Esta semana pudimos estudiar la vida de dos apóstoles de nuestro Señor Jesucristo, dos hombres que a simple vista no tenían nada o muy poco de parecido. pero te puedo contar el día de hoy que ellos eran parte de dos grandes influencia para el cristianismo actual, Mateo trabaja como cobrador de impuestos para el imperio romano, esto lo convertía en un hombre conocido y respetado, quizás hasta temido por algunos, y Simón era de una división del pueblo Judío que eran los Zelotes, gente que se caracterizaba, en la época de Jesús, por luchar por liberarse de la esclavitud o el yugo que tenían como Judíos con otros pueblos, luchaban por volver a ser independientes.

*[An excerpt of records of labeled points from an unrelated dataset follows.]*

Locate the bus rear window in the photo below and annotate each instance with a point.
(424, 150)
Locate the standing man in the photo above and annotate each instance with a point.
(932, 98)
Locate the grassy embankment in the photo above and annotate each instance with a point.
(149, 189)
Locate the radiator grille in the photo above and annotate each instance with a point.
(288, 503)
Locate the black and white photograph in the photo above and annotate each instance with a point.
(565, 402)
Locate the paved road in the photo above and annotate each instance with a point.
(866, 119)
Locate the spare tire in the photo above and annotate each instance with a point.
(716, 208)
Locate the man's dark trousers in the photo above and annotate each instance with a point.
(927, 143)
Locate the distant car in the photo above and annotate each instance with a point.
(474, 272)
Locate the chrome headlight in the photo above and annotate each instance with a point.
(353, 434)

Ahora que entendemos esto podemos ver que Dios nos llama a nosotras también a ser mujeres que luchemos por tener un evangelio libre, que en cierto modo seamos como estos hombres y podamos volcar nuestros pensamientos, ideales o trabajos a Su gloria, a nuestra más grande creencia y certeza que es la esperanza viva que tenemos en Jesucristo.

Hoy leemos versículos interesantes en el libro de Tito
“Porque la gracia de Dios se ha manifestado para salvación a todos los hombres, enseñándonos que, renunciando a la impiedad y a los deseos mundanos, vivamos en este siglo sobria, justa y piadosamente, aguardando la esperanza bienaventurada y la manifestación gloriosa de nuestro gran Dios y Salvador Jesucristo, quien se dio a sí mismo por nosotros para redimirnos de toda iniquidad y purificar para sí un pueblo propio, celoso de buenas obras.”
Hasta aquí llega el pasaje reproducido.